Hammad Amjad, SME trainer and business consultant, told Business Recorder earlier that startups in Pakistan often have a funding and growth-based business model akin to providing a subsidy to attract more consumers by either offering hefty discounts or taking on high marketing costs and “humungous” operational costs.
“This becomes the reason in the future where companies become cash strapped with a shorter runway to sustain their business.”
But he remained positive about the startup landscape in Pakistan thanks to a constantly growing consumer base.
His optimism stems from Pakistan’s startups witnessing a record-breaking 2021, as 81 deals attracted a mammoth $350 million, capping off a stellar year for the South Asian economy that faces issues of foreign-exchange inflow. The amount raised was more than 5x of that raised in 2020 i.e. $65 million.

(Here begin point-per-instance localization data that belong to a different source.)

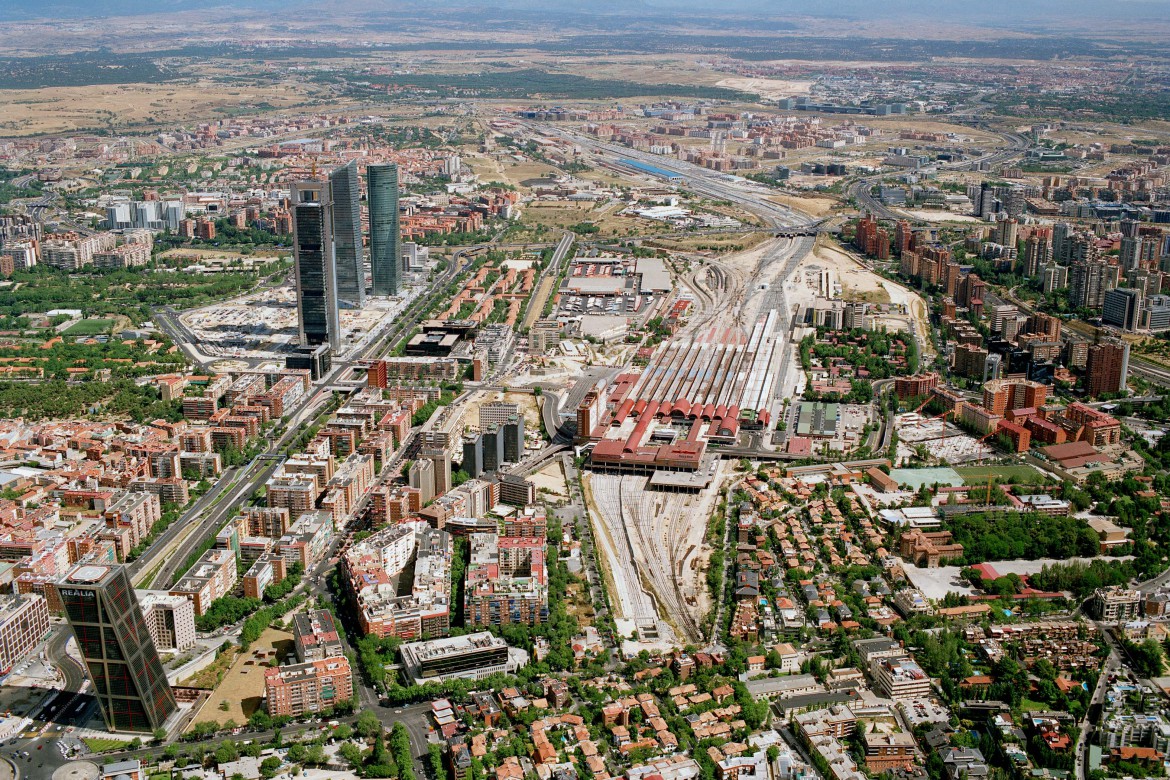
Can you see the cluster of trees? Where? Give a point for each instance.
(255, 625)
(1082, 579)
(60, 399)
(129, 291)
(226, 611)
(277, 591)
(1006, 536)
(429, 408)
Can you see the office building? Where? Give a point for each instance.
(385, 237)
(473, 455)
(212, 577)
(23, 623)
(170, 620)
(1115, 604)
(440, 461)
(513, 432)
(345, 190)
(400, 581)
(1122, 309)
(309, 687)
(1054, 277)
(1157, 313)
(496, 413)
(900, 678)
(493, 448)
(117, 649)
(315, 266)
(421, 477)
(472, 656)
(1107, 368)
(1088, 281)
(316, 636)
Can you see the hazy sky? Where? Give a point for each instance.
(1004, 12)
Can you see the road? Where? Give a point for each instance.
(861, 190)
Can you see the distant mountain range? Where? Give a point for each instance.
(993, 12)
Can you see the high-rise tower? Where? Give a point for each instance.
(116, 647)
(385, 239)
(345, 190)
(315, 264)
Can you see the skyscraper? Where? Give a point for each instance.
(1122, 308)
(116, 647)
(315, 264)
(1108, 367)
(385, 237)
(346, 194)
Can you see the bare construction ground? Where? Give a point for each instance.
(859, 283)
(653, 544)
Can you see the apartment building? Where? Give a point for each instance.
(1115, 604)
(23, 623)
(900, 678)
(310, 687)
(170, 620)
(213, 577)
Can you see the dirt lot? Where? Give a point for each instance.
(811, 206)
(551, 481)
(64, 109)
(561, 214)
(243, 684)
(716, 243)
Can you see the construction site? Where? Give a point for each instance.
(653, 436)
(938, 439)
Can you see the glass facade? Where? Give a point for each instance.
(346, 195)
(385, 235)
(111, 633)
(315, 267)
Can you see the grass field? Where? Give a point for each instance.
(242, 685)
(1024, 475)
(89, 328)
(101, 745)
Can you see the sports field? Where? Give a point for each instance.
(1023, 475)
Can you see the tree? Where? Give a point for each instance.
(351, 753)
(367, 724)
(269, 766)
(316, 756)
(226, 752)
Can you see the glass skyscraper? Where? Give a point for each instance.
(315, 264)
(116, 646)
(345, 190)
(385, 236)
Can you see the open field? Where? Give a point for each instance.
(577, 601)
(66, 109)
(243, 683)
(716, 243)
(858, 283)
(551, 481)
(89, 328)
(769, 88)
(561, 215)
(976, 475)
(812, 206)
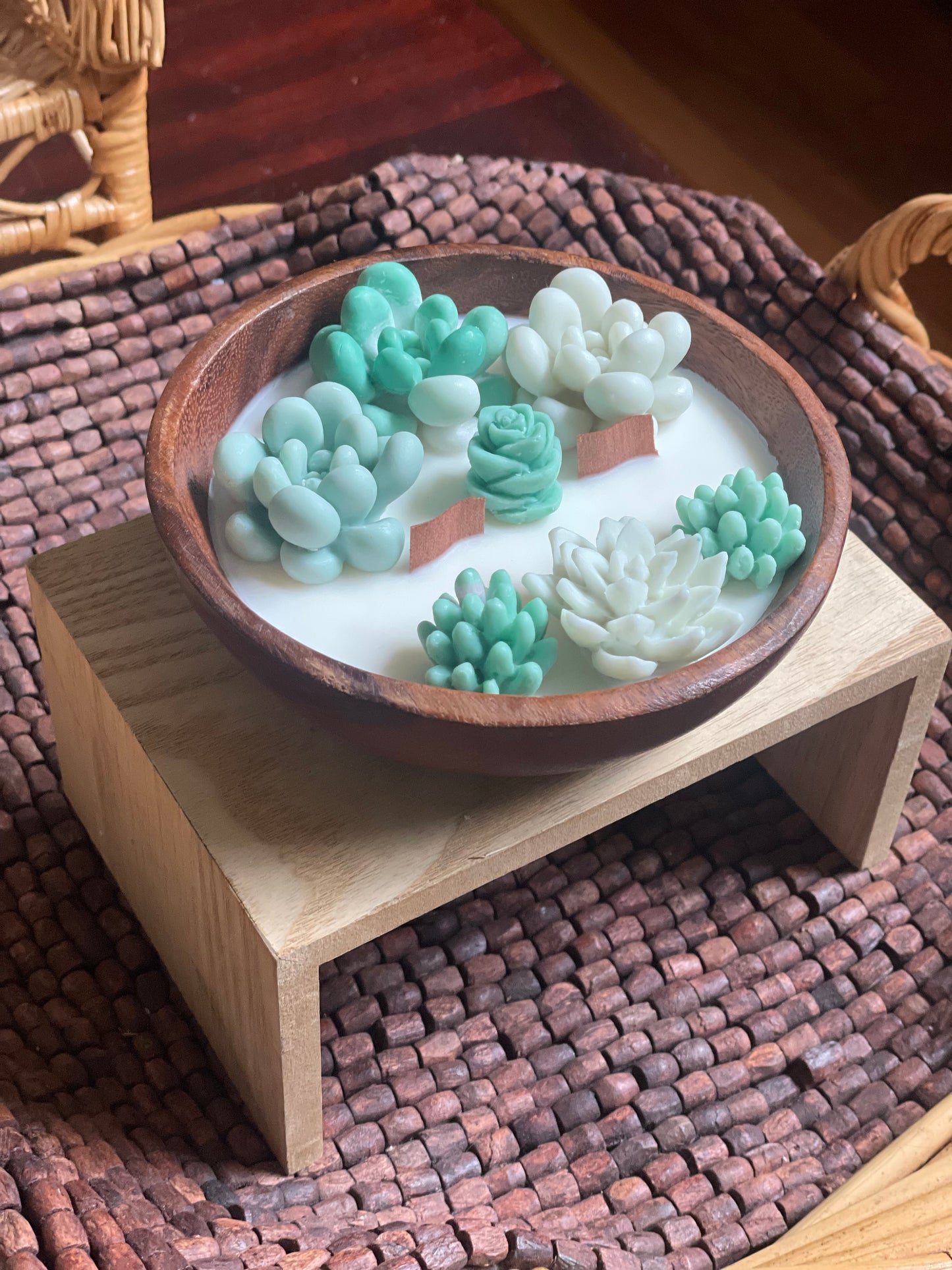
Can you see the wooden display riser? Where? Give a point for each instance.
(253, 848)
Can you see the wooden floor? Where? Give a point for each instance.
(257, 102)
(829, 113)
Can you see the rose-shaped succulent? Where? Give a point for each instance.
(589, 362)
(488, 641)
(409, 360)
(634, 604)
(752, 520)
(312, 496)
(515, 463)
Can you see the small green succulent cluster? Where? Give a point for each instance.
(404, 356)
(752, 520)
(515, 464)
(314, 490)
(486, 641)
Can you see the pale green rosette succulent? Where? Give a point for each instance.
(314, 490)
(486, 641)
(409, 360)
(515, 460)
(752, 520)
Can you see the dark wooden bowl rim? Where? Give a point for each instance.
(202, 572)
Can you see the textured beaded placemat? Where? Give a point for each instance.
(658, 1048)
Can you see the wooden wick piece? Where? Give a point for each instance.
(431, 539)
(632, 437)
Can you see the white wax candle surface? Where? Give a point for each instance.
(370, 620)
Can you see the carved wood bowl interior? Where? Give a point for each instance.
(467, 730)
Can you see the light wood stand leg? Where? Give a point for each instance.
(253, 848)
(852, 771)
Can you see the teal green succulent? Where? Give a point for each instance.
(314, 490)
(408, 357)
(752, 520)
(515, 463)
(488, 641)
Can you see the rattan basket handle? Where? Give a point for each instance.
(874, 264)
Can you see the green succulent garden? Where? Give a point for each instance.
(400, 370)
(486, 641)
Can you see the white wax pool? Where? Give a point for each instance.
(370, 620)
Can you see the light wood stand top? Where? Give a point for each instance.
(253, 848)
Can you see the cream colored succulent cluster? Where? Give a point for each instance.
(588, 361)
(634, 604)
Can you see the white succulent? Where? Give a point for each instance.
(588, 361)
(634, 602)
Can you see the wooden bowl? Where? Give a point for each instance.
(466, 730)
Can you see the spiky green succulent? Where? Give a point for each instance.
(408, 359)
(752, 520)
(486, 641)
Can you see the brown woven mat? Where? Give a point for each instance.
(609, 1058)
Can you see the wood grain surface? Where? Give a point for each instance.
(256, 846)
(316, 837)
(257, 103)
(466, 730)
(829, 115)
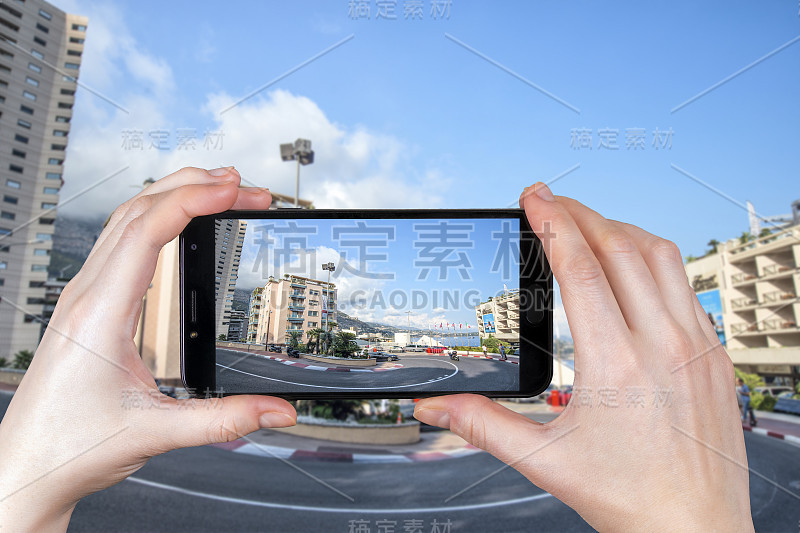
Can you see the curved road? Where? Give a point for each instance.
(243, 372)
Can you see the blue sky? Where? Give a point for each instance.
(403, 116)
(392, 271)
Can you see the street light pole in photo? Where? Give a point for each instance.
(330, 267)
(301, 152)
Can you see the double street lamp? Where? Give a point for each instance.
(301, 152)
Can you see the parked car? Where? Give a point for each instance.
(773, 391)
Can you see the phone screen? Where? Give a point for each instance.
(383, 307)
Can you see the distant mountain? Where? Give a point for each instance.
(72, 241)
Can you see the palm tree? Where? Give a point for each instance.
(294, 339)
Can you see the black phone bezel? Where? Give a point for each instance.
(198, 348)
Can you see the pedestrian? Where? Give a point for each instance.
(743, 391)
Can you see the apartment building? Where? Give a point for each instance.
(750, 292)
(40, 59)
(228, 242)
(498, 317)
(291, 304)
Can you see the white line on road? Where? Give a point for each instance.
(338, 509)
(343, 388)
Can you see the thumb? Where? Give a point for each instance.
(518, 441)
(196, 422)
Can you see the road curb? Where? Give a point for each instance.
(294, 454)
(774, 434)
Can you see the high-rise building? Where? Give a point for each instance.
(40, 58)
(749, 289)
(291, 304)
(498, 317)
(228, 242)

Three of the biggest deals of 2021 were: Airlift ($85 million), Bazaar ($30 million), and Tajir ($17 million).
According to a Deal Flow Tracker by Invest2Innovate (i2i), from 2015 to 2021, Pakistani startups raised $563.5 million, out of which 62% was raised last year alone, showing the extent of the shift in funding landscape.
Similar to other emerging markets, e-commerce, fintech and logistics attracted the most funding in 2021, revealed the data.
Carrying on with its momentum from the previous year, Pakistan's startup sector remained in full swing during the first quarter of 2022, raising a substantial $163 million, according to the Deal Flow Tracker.